Prêts sur gage de sang aux maîtres de l'univers, esclavage
par la dette mondiale... Face au vitrail électronique je contemple son auréole
englobant la planète ainsi qu'un anneau de Saturne. Cronos, le père des dieux
et des titans. N'en finit pas d'avaler ses enfants dans une gueule béante où
s'anéantissent l'espace et le temps.
--- Sanctificétur Globum
tuum.
Dans un autre grimoire de mots,
j'ai ourdi la jeunesse de Jésus Evangelista sur le Nil en Alexandrie.
Puis, comment il bâtit son empire grâce à l'uranium du Congo belge.
Sans doute m'y aida le petit-fils de cet aède
mort,
portant même nom même prénom.
Disparu de la circulation depuis une éternité,
mon vieux pote a-t-il rejoint la constellation
des Pléiades ?
L'ombre de l'aède flotte sur le canal de Bruxelles.
Pourquoi ne s'étendrait-elle pas jusqu'aux Pléiades ?
Chacun sait encore que, le 16 juin 2004, brilla dans le
ciel une étoile diurne.
Chacun se souvient de la nuit qui se prolongea tout le
lendemain.
Lumière d'or sur l'océan du songe, un soleil étrange
illumina cette nuit blanche. Les documents secrets rendus publics par Wikileaks
ont révélé - magiquement, peut-on dire - quels accords entre propriétaires du
monde se sont noués cette nuit-là pour tondre à ras l'humain bétail grâce aux
combines du spéculat. Cent ans plus tard, à l'échelle du globe, les mêmes
puissances financières qui manigancèrent la Der des Ders nous feraient
voir enfin ce qu'est une vraie guerre mondiale !
--- Sanctus, Sanctus, Sanctus Dominus Globus Sabaoth.
Mais, si l'issue des conflits ne se décidait plus
tant
par la victoire des armes que par celle d'un récit,
qu'en était-il encore du silence d'un aède mort
qui n'avait cessé de me parler depuis sept ans ;
lui qui, dans sa dimension parallèle à celle des vivants,
demeurait sur l'autre rive un résistant ?
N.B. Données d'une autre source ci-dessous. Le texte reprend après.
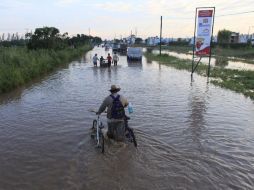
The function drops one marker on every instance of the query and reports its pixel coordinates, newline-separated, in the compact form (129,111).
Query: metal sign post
(203,35)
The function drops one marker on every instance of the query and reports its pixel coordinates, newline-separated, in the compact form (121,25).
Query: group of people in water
(102,60)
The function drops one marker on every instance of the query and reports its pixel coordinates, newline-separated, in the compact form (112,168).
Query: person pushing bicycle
(115,105)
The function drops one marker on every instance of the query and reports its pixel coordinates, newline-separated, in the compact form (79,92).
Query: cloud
(66,2)
(116,6)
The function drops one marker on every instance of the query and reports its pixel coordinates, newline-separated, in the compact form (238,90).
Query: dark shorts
(116,130)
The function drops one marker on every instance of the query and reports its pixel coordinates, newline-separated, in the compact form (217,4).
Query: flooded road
(190,135)
(228,63)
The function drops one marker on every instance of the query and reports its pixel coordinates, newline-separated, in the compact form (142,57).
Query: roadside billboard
(204,32)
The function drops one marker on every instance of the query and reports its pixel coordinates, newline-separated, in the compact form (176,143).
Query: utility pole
(160,34)
(249,32)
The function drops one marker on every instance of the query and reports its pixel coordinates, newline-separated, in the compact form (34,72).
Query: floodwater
(190,135)
(228,64)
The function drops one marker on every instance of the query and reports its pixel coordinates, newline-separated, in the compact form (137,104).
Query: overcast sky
(115,18)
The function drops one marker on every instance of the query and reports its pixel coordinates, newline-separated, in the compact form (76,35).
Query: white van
(134,53)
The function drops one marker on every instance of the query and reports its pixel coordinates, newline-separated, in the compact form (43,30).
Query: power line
(232,14)
(240,13)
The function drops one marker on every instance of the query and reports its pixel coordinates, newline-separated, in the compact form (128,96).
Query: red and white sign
(204,32)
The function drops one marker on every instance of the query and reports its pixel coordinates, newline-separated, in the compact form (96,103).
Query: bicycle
(98,134)
(129,134)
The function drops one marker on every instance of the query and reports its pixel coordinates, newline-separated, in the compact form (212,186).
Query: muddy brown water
(190,135)
(229,63)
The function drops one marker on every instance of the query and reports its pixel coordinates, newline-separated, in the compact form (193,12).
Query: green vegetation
(19,65)
(238,81)
(46,50)
(224,36)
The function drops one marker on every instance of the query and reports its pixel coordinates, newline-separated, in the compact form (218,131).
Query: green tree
(138,40)
(46,38)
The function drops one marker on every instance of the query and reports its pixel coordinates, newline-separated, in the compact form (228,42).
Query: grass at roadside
(19,65)
(236,80)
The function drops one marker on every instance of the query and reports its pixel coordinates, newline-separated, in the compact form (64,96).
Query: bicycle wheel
(94,124)
(93,134)
(133,137)
(101,140)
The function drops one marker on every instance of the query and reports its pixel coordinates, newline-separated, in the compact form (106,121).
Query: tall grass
(19,65)
(237,80)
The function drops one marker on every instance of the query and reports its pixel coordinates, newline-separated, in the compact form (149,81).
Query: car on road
(134,53)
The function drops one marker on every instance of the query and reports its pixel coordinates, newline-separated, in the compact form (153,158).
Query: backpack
(117,110)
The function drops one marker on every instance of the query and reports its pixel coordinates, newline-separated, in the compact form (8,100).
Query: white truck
(134,53)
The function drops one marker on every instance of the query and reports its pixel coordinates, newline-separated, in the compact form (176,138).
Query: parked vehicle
(252,41)
(134,53)
(123,48)
(115,47)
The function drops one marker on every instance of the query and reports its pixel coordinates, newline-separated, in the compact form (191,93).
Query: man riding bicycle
(115,104)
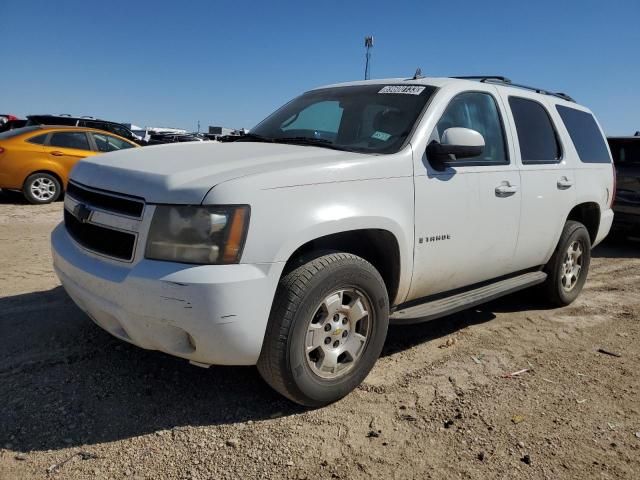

Réversibles sont les notions de barbarie et
de civilisation depuis la Der des Ders, Hiroshima. Depuis qu’une inversion de
la prophétie biblique fut intégrée au disque dur de la tour Panoptic. Ce fut le
26 juillet 1953 à Baracoa, province cubaine de Guantánamo. Du fond de
la matrice méditerranéenne où avait été fécondé le Livre, celui-ci par Colomb
ne devait-il pas traverser les colonnes d’Hercule et franchir l’abîme
atlantique vers cette Caraïbe qui est peut-être la Judée des temps modernes ?
--- Lauda, Sion, Globem !
Jésus Léviathan se trouvait donc chez lui,
comme partout ailleurs dans le monde,
en Egypte, au milieu de la foule en délire,
ne quittant pas des yeux son jeune chef du marketing pour le
Proche-Orient,
devenu l'icône médiatique de la Panoptic.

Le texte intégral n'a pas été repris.